“I do not see any necessity for doing as you say in regard to sending the present crew back to England under the pretence that we are not likely to be using the yacht for some time, and then, after getting the ship’s appearance altered by repainting and rechristening her the name you mention, engaging another crew of Norwegians.
“This seems to me a very unnecessary precaution. Your connection with us is never likely to be discovered, unless by your own confession. However, I suppose you know best, and we will do as you say.
“F.”
The other letter was on a half-sheet of notepaper, and in the handwriting of the barber at Cotley. Here it is:—
“Respected Sir,—Mr. Green has not called since I last wrote you. But a person named Smithers came and asked questions. I did not like the look of him and would not tell him anything, but said I did not know any Mr. Jeanes.—Respectfully,
“James Dorley.
“P. S.—Smithers smelt of rum. He had been drinking. He was a low-looking man, and I did not like his eye.”

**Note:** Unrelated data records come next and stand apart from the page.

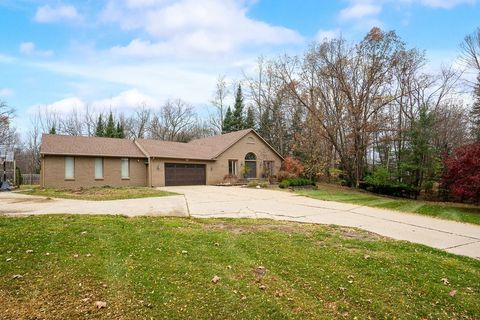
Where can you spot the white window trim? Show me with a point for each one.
(128, 168)
(95, 169)
(68, 177)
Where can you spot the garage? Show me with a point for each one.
(184, 174)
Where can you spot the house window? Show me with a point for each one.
(125, 168)
(268, 166)
(98, 168)
(69, 168)
(232, 167)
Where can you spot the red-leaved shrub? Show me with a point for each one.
(462, 172)
(291, 168)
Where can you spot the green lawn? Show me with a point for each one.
(450, 211)
(95, 193)
(161, 268)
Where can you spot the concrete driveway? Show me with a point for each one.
(12, 203)
(235, 202)
(210, 201)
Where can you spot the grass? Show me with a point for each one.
(95, 193)
(161, 268)
(449, 211)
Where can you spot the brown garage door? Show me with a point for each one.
(183, 174)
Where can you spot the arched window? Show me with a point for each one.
(250, 156)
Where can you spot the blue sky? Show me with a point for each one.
(120, 53)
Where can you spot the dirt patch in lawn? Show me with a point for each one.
(258, 227)
(350, 233)
(74, 301)
(26, 200)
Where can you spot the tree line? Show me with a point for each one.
(351, 112)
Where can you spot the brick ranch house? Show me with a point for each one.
(74, 162)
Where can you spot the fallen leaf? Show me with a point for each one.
(260, 271)
(215, 279)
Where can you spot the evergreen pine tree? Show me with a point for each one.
(264, 127)
(420, 163)
(475, 113)
(110, 130)
(250, 119)
(238, 122)
(100, 130)
(119, 131)
(227, 122)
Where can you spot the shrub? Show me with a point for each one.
(284, 175)
(254, 184)
(296, 182)
(292, 167)
(379, 177)
(18, 176)
(462, 172)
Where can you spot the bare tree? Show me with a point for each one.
(471, 50)
(7, 132)
(220, 105)
(136, 125)
(173, 119)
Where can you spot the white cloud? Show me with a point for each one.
(125, 101)
(359, 10)
(6, 59)
(443, 4)
(29, 48)
(6, 92)
(191, 27)
(323, 35)
(129, 99)
(159, 80)
(47, 14)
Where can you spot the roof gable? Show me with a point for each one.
(89, 146)
(201, 149)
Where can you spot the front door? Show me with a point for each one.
(183, 174)
(252, 169)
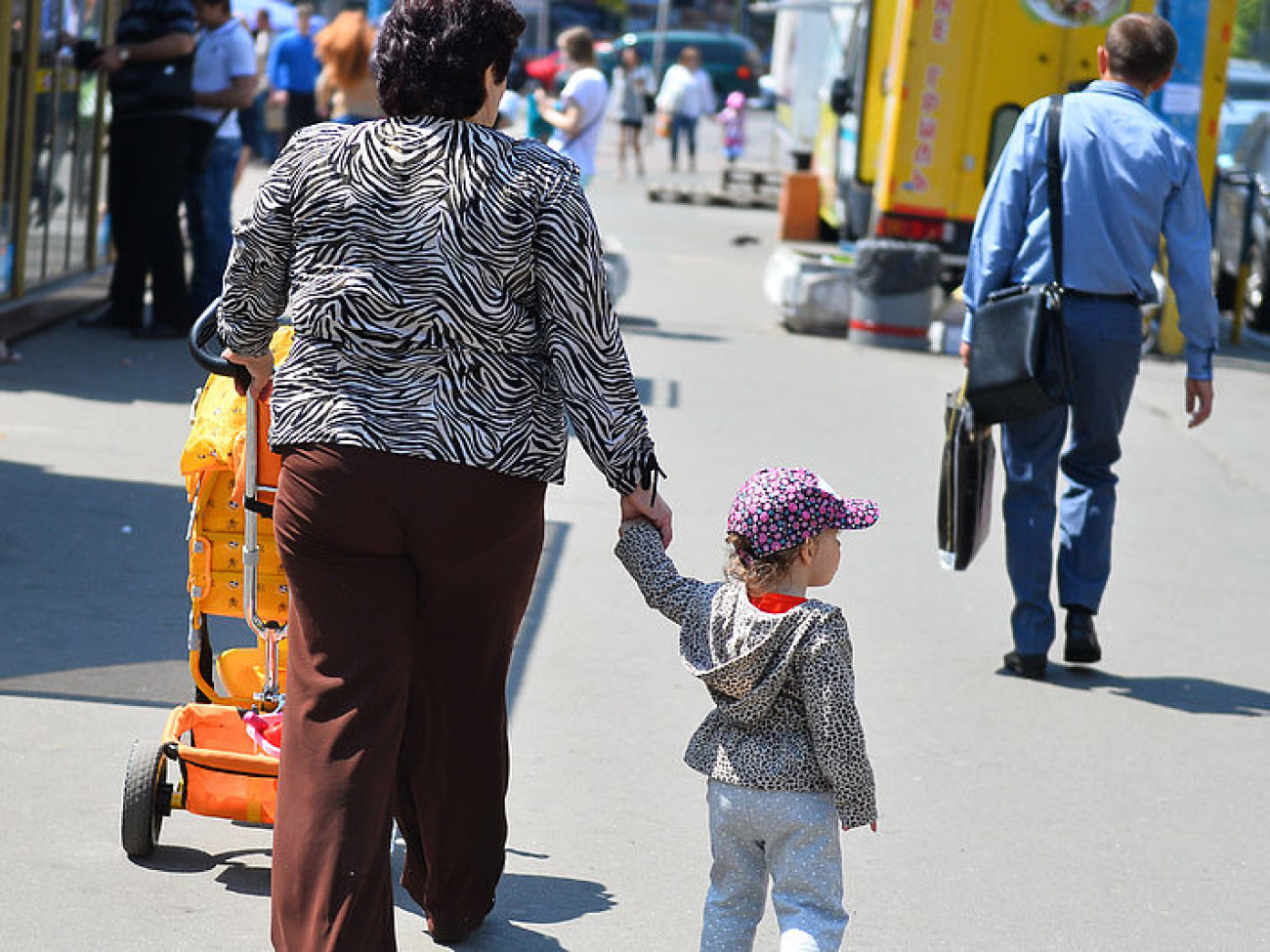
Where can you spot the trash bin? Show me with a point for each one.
(894, 293)
(812, 290)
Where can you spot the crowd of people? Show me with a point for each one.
(197, 94)
(249, 88)
(445, 288)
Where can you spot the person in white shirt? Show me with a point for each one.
(685, 97)
(224, 83)
(633, 87)
(579, 112)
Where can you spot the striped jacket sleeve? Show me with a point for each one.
(258, 277)
(582, 339)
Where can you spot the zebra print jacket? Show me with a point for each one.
(447, 292)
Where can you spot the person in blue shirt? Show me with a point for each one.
(292, 70)
(1128, 178)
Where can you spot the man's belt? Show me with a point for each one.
(1100, 299)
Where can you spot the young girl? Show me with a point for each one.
(783, 748)
(733, 121)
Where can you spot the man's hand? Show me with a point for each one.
(1199, 400)
(639, 504)
(109, 62)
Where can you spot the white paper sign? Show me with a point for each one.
(1181, 98)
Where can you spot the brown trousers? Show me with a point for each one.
(407, 583)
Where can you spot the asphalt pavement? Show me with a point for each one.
(1118, 807)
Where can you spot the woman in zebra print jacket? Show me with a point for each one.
(447, 293)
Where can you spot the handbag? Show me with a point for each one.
(1020, 364)
(965, 483)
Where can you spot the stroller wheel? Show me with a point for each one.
(147, 799)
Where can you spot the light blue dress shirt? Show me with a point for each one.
(1126, 179)
(292, 62)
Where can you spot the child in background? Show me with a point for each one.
(783, 748)
(733, 121)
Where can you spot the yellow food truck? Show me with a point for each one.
(931, 90)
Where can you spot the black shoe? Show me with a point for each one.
(108, 317)
(159, 331)
(1032, 667)
(1082, 639)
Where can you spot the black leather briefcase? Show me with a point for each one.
(1020, 364)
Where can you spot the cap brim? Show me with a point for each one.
(860, 515)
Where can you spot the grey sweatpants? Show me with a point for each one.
(791, 837)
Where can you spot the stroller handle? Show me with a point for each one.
(206, 347)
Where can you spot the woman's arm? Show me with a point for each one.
(258, 277)
(584, 348)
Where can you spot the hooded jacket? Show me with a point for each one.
(785, 712)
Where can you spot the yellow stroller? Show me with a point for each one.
(224, 745)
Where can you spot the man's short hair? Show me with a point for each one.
(578, 45)
(1141, 47)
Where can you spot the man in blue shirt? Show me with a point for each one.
(292, 71)
(1128, 178)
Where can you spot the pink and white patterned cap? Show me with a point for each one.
(780, 508)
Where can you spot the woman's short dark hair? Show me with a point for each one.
(1141, 47)
(431, 55)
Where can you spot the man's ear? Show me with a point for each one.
(1160, 83)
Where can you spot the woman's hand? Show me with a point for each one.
(640, 506)
(261, 369)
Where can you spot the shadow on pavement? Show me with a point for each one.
(1180, 693)
(103, 366)
(235, 874)
(94, 604)
(93, 601)
(649, 328)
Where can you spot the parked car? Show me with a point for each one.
(1248, 96)
(1236, 118)
(1248, 177)
(732, 60)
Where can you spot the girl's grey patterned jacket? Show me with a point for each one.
(785, 711)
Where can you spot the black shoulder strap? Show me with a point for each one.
(1054, 181)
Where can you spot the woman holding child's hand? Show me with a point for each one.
(445, 286)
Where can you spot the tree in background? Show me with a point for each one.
(1251, 30)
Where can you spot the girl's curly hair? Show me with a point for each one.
(431, 55)
(760, 572)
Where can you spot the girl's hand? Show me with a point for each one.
(261, 369)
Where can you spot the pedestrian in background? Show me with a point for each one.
(447, 292)
(257, 140)
(732, 118)
(633, 92)
(293, 75)
(346, 88)
(150, 70)
(783, 747)
(224, 83)
(1126, 179)
(685, 97)
(534, 126)
(578, 114)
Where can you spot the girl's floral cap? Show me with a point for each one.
(782, 508)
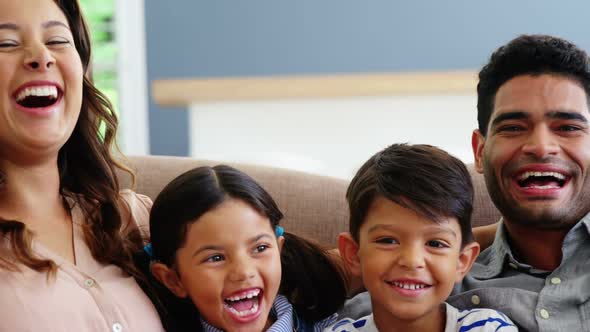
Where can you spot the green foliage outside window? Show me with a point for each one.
(100, 18)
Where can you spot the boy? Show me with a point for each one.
(410, 241)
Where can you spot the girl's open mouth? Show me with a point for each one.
(244, 305)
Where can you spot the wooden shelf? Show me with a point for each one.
(183, 92)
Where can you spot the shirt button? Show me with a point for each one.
(117, 327)
(88, 283)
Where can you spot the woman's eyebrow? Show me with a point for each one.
(9, 26)
(53, 23)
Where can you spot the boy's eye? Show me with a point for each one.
(387, 240)
(260, 248)
(214, 258)
(437, 244)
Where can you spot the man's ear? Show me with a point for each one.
(349, 252)
(169, 278)
(477, 144)
(466, 259)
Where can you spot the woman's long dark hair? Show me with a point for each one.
(87, 176)
(311, 279)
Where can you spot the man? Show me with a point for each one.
(533, 147)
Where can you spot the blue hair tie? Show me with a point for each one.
(279, 231)
(148, 250)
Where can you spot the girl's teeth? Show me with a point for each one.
(245, 312)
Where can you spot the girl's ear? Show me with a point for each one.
(169, 278)
(349, 252)
(467, 257)
(280, 242)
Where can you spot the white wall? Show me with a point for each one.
(329, 137)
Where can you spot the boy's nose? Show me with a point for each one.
(242, 269)
(411, 257)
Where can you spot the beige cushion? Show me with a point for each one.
(314, 206)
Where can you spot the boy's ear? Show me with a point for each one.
(169, 278)
(466, 259)
(477, 144)
(349, 252)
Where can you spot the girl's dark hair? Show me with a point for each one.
(311, 279)
(422, 178)
(87, 176)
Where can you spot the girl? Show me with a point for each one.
(216, 240)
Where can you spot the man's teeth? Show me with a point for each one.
(406, 285)
(247, 295)
(556, 175)
(38, 91)
(250, 311)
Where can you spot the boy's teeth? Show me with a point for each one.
(38, 91)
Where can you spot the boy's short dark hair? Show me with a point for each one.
(422, 178)
(529, 55)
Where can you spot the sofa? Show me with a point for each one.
(314, 206)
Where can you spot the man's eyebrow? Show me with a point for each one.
(9, 26)
(50, 24)
(565, 115)
(509, 116)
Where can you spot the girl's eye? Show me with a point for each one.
(387, 240)
(8, 43)
(436, 244)
(260, 248)
(214, 258)
(58, 42)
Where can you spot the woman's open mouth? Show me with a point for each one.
(37, 97)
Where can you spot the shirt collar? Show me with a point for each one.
(281, 311)
(501, 257)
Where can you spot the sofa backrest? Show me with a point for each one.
(314, 206)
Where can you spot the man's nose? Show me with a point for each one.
(541, 143)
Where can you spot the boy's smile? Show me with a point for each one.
(408, 263)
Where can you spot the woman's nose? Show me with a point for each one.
(38, 58)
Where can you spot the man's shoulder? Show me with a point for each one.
(364, 324)
(477, 320)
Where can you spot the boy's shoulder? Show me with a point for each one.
(364, 324)
(477, 320)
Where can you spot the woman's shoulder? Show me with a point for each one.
(137, 209)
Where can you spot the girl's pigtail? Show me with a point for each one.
(312, 278)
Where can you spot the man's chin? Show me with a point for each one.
(546, 218)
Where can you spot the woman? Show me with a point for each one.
(68, 234)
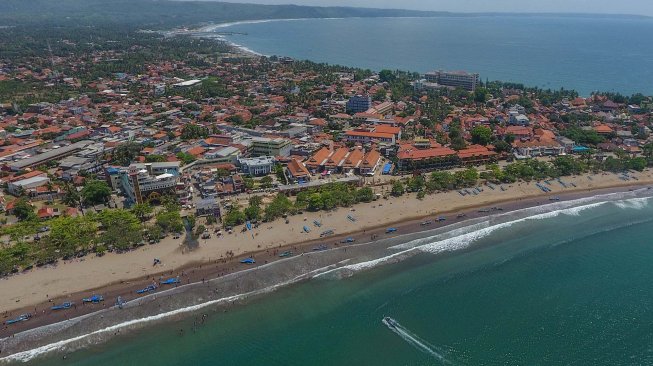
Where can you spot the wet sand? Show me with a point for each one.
(222, 278)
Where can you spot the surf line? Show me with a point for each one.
(412, 339)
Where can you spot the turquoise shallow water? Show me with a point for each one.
(579, 53)
(568, 288)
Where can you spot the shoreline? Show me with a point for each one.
(236, 284)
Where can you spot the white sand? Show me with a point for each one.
(31, 287)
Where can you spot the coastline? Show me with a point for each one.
(224, 282)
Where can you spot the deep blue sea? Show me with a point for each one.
(586, 54)
(561, 284)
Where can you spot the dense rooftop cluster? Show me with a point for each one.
(123, 127)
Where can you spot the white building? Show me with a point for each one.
(259, 166)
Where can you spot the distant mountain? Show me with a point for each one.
(168, 13)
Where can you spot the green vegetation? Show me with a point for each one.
(112, 229)
(332, 195)
(96, 192)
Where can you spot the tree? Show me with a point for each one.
(170, 221)
(186, 158)
(234, 217)
(248, 182)
(126, 152)
(501, 146)
(253, 212)
(222, 173)
(153, 158)
(96, 192)
(266, 182)
(365, 194)
(386, 76)
(279, 206)
(481, 135)
(71, 234)
(440, 181)
(122, 229)
(192, 131)
(142, 211)
(315, 202)
(23, 210)
(480, 95)
(397, 188)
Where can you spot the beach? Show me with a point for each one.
(122, 274)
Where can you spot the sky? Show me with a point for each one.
(638, 7)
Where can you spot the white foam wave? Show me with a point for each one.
(633, 203)
(463, 237)
(413, 339)
(29, 355)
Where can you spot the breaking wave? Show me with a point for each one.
(463, 237)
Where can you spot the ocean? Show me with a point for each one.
(566, 283)
(586, 54)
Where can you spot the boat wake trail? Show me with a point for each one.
(414, 340)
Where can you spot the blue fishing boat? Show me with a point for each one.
(21, 318)
(171, 281)
(149, 288)
(65, 305)
(94, 299)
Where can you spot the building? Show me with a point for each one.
(413, 159)
(26, 186)
(476, 155)
(54, 154)
(456, 79)
(259, 166)
(297, 172)
(543, 143)
(141, 182)
(359, 103)
(366, 136)
(370, 163)
(263, 146)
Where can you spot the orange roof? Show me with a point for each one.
(319, 157)
(475, 150)
(418, 154)
(354, 159)
(374, 135)
(297, 169)
(196, 151)
(32, 174)
(603, 129)
(337, 157)
(387, 129)
(371, 159)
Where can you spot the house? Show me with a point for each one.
(370, 163)
(297, 171)
(543, 143)
(259, 166)
(476, 155)
(413, 159)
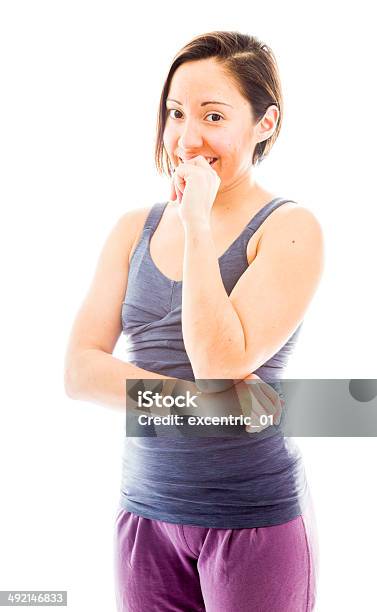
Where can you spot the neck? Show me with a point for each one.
(237, 194)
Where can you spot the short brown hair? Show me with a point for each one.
(252, 66)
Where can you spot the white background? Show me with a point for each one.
(80, 85)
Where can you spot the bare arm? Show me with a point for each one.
(230, 336)
(91, 372)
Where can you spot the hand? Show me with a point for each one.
(259, 399)
(195, 185)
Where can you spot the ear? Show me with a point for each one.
(267, 125)
(173, 193)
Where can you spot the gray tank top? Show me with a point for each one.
(236, 482)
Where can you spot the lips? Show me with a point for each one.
(211, 160)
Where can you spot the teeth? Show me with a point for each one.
(209, 159)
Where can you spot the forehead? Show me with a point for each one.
(203, 80)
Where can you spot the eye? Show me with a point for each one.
(175, 110)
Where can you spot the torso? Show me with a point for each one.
(167, 242)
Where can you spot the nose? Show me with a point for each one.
(190, 137)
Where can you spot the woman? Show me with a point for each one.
(213, 284)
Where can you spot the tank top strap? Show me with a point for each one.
(264, 212)
(154, 216)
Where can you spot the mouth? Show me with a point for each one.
(210, 160)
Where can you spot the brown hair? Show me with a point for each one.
(252, 66)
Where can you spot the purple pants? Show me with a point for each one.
(167, 567)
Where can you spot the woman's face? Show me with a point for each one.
(206, 115)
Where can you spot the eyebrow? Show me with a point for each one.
(202, 104)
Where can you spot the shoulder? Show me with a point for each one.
(130, 225)
(294, 232)
(292, 220)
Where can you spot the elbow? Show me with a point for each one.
(69, 385)
(71, 378)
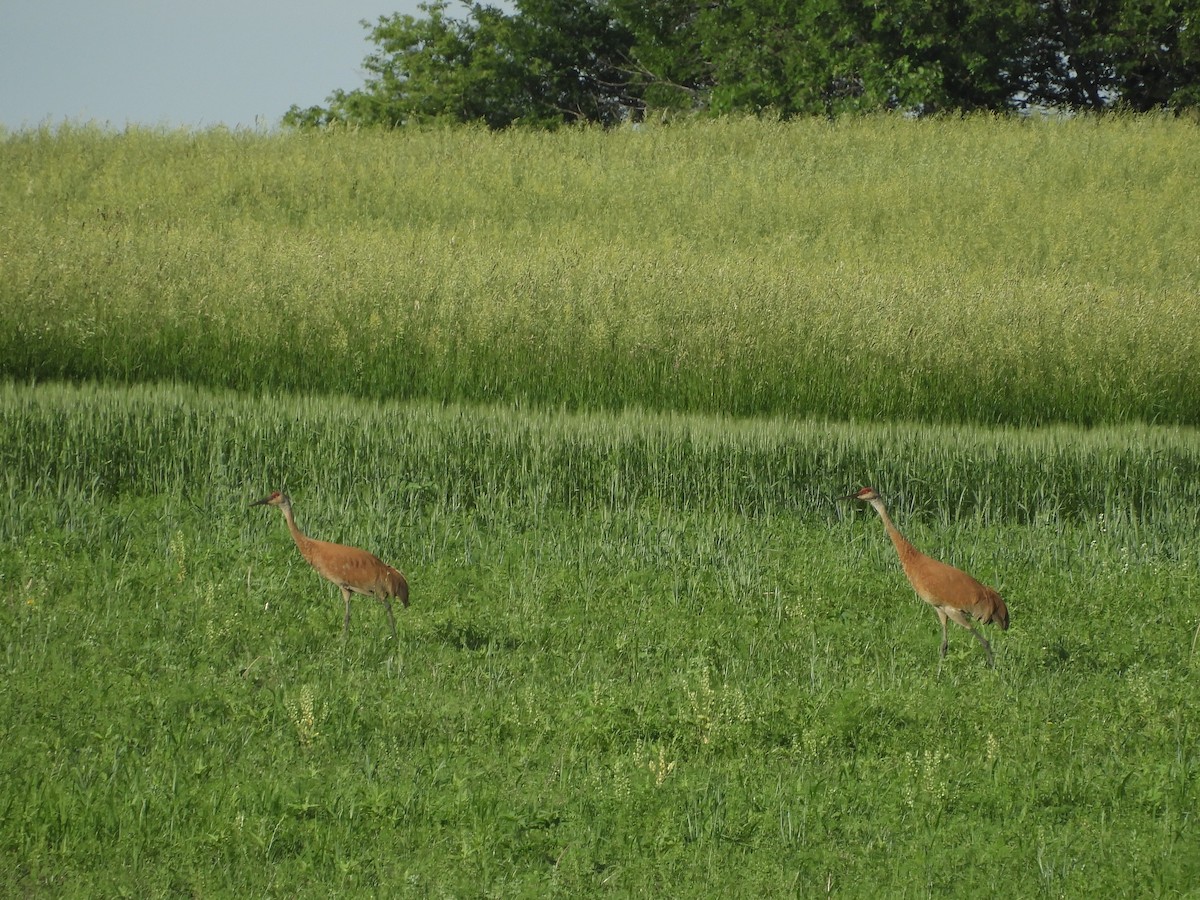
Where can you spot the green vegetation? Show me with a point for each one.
(647, 653)
(977, 270)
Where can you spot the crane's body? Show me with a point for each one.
(353, 570)
(953, 594)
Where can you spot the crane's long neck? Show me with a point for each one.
(297, 534)
(904, 549)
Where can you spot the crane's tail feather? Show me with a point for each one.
(991, 609)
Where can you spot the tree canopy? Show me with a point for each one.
(551, 63)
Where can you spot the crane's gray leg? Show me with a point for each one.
(960, 618)
(946, 640)
(346, 622)
(391, 619)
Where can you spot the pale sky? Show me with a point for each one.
(193, 64)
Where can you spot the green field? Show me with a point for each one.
(598, 411)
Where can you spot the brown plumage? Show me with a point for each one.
(953, 594)
(352, 569)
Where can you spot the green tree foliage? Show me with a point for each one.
(561, 61)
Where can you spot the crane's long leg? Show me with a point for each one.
(346, 622)
(941, 617)
(960, 618)
(391, 619)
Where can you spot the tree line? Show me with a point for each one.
(551, 63)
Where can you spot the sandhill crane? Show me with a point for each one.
(352, 569)
(951, 592)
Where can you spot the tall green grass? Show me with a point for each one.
(99, 441)
(645, 655)
(975, 270)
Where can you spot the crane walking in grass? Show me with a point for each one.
(951, 592)
(352, 569)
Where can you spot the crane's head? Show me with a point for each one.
(275, 499)
(865, 493)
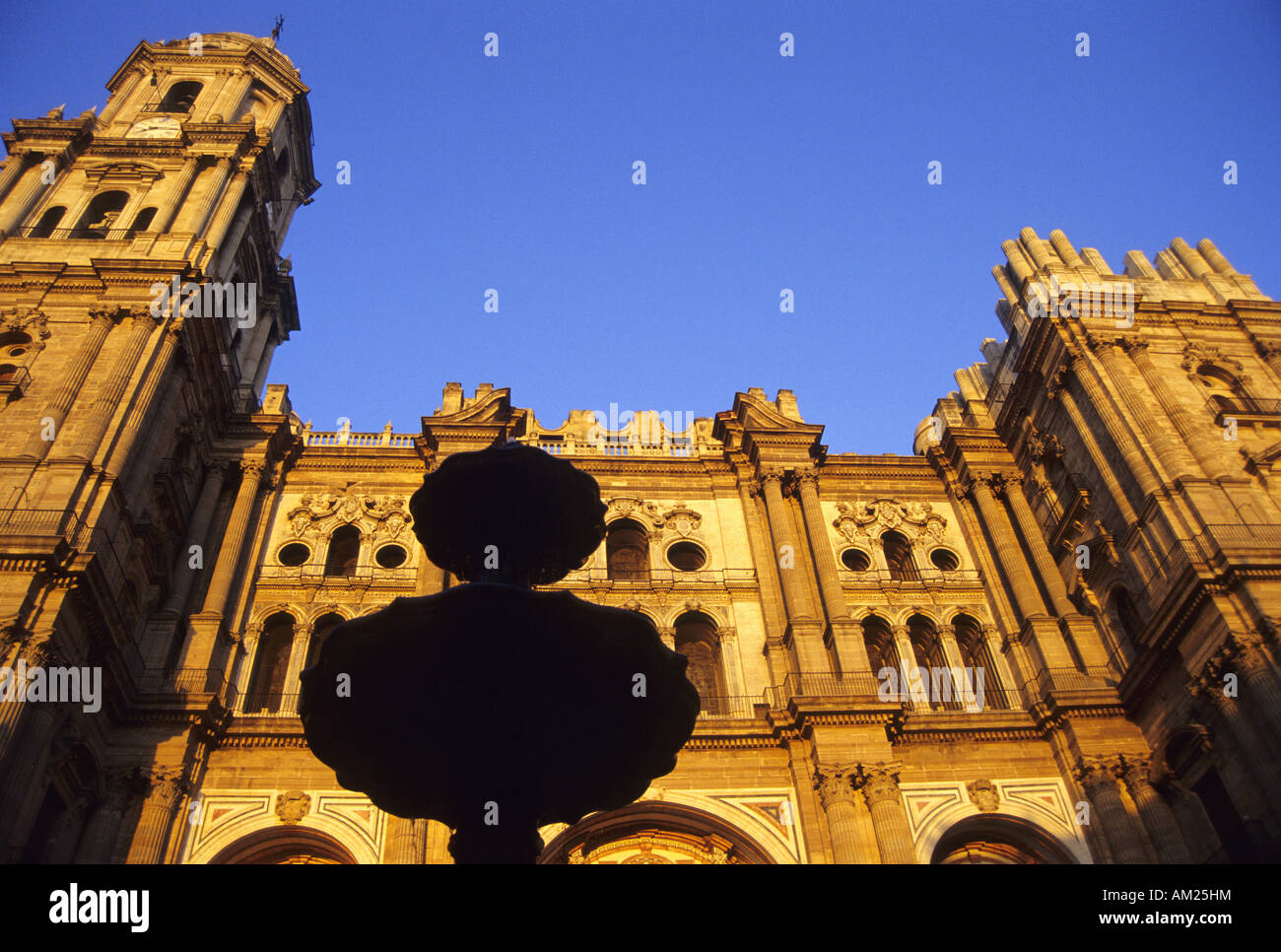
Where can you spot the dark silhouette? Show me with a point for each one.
(492, 708)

“I’m pained to hear you don’t like my eye, Mr. James—Mr. ‘Truthful James,’” I said sarcastically as I put the letter down, glancing sideways all the same at a mirror on the wall to see if I could detect any sinister expression in my eye which could account for the unfavourable opinion Mr. James had formed of that feature. “And so you didn’t tell me anything, didn’t you, you precious rascal? Some day I may have an opportunity of telling you something, and then it is possible you may find something else to dislike about me as well as my eye. In the meantime I’ll take the liberty of detaining your letter, as it would put Mullen on the alert if I let it go on to him. His sister’s letter he must have, for if I fail to set hands on him here, I can take him when he keeps his appointment with her on the steam yacht, on board which he hopes to get out of the country. So I mustn’t lose a moment in resealing her letter and getting it back by hook or by crook to the letter-rack whence I got it. I’m not easy about the forgery with which I replaced it. If there had chanced to be only two or three letters waiting to be called for this morning, and I had abstracted one without replacing it with a dummy, the Professor would be bound to have noticed that a letter was missing. But I’m running a risk in leaving the forged dummy there a moment longer than I can help. Mullen might call and have it given him, or it may get sent on; and though I flatter myself that the forgery is so well done that even Mullen is not likely to notice any difference in the handwriting, and though it is possible also that he will think the cutting about Green’s death had been sent him by the Cotley barber, I’d much rather that the dummy didn’t fall into his hands.
“To have forged a letter from the Cotley barber would have been extremely dangerous, for I didn’t then know how the rascal addressed Mullen. And to have enclosed a blank sheet of paper would at once suggest the trick which had been played. The newspaper cutting was the only thing I could think of that had the look of being a bona fide enclosure from the rascal at Cotley. He had to my knowledge informed Mullen that Green was inquiring about him, and what was more natural than that, seeing a notice of Green’s death in the papers, he should send it on to his principal. But all the same, the sooner I get the dummy back into my own hands the better, for I don’t think—”
At this point I broke off my meditations abruptly. I had been sitting in full view of Professor Lawrance’s door, and just then I saw him put his head out, look up and down the street as if to see whether he could safely be away for a few minutes without the probability of a customer popping in, and then cross the road in the direction of the nearest publichouse.